QotD: Celebrational Muppetational!
Who is your favorite Muppet? Why?
QotD submitted by knitwitology.vox.com.
Sgt. Floyd Pepper. Easily. 'Cause he was, as part of a cast better crated, effortlessly cool and laid-back. Plus, you knew he could bring the funk when he wanted.
And, it seems, that you can buy an articulated action figure of the mustachioed bassman, which makes no sense to me. Why not a plush toy for the kids or--I don't know--a puppet for the nerds who can't work up the nerve to actually talk to other people.

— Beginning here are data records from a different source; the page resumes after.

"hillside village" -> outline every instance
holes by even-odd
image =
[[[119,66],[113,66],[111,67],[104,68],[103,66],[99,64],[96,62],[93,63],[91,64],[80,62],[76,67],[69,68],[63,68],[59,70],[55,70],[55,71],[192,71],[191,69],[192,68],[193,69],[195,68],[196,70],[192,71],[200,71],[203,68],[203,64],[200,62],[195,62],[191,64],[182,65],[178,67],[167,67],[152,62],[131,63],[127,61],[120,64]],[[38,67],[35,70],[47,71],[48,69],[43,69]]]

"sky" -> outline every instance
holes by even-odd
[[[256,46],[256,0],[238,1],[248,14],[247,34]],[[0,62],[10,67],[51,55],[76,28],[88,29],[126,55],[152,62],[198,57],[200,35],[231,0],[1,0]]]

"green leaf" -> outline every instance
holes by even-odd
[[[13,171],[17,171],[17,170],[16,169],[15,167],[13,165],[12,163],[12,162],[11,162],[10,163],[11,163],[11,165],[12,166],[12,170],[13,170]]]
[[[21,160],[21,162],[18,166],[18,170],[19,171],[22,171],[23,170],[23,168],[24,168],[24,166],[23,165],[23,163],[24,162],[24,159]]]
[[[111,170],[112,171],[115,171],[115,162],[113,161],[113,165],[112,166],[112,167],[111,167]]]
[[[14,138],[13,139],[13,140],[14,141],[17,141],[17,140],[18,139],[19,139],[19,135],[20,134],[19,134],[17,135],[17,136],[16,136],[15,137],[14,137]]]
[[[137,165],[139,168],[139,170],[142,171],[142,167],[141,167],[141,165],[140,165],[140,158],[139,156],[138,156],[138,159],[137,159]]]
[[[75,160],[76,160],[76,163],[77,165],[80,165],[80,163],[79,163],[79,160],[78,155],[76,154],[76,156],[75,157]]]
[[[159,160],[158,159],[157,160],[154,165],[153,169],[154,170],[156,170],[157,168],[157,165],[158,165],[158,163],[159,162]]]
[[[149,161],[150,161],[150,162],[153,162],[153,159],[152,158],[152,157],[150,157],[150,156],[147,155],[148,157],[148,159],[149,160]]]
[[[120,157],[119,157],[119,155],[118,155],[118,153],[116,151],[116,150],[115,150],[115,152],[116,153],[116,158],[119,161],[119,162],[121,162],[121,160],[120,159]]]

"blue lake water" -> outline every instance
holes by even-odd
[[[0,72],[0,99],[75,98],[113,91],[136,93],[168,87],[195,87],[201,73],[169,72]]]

That's actually untrue. I'm sorry. The actual reason I wasn't terminally suicidal in school was because I choose to be intentionally oblivious of the sheer number of people who wouldn't be caught dead in my company. Of course, this is all in retrospect. At the time, I was a clarinetting magic-making puppeteer, a fucking king-maker.
Anyway, I had--have, actually, as they're probably in a box somewhere--two ventriloquist dolls: a cheap Charlie McCarthy knock-off that my mother purchased from the J.C. Penny catalogue one Christmas and a dog puppet that tried so hard to distract from his and my uncoolness that it wore hot-pink tie-dyed clothes and sunglasses.
My conscience is clear on Charlie McCarthy. I got it as a gift. You get lots of things as gifts that you don't actually want. Calendars, for instance. Please give me no more calendars. I neither want nor need a one-a-day calendar of pithy Tim Allen sayings or a glossy wall-hanger of the best in black and white roadside cafe photography.
But the dog. Oh, the dog. I wanted it bad, but you've got to understand the circumstances. I was 13 years old in the Mall of America, the biggest shrine to commercialization you're going to see this side of television. My eyes had grown numb to the spectacle of six floors of stores upon stores when, suddenly, I happen upon this kiosk manned by a bored high-school graduate and a talking dog.
Marketing wonks will quote you statistics and data compiled from double-blind studies and focus groups, but I'm going to lay it out easy for you: if you want to catch the eye of the ever-valuable tween-aged boy and girl, all you need is a talking dog.
I realized, of course, that the dog couldn't actually talk and resembled more an albino sloth with an arrestingly '80s sense of fashion than a mutt, but I was smitten. Here was my chance, I thought. Here was my chance to finally get some of that popular mainstream attention. Thank God that failed.
God, the more that I think about it, there's a good chance I brought one or both of those to school at some point. Strangely, I never had trouble with bullies. I think they felt sorry for me.
Eventually, I stopped talking without moving my lips, dropped the clarinet, and picked up the bass. And it's much easier to play when you don't have your arm up a big floppy dog sock.
- Tyson
Comments
Great post! Would love to see a picture of that dog puppet.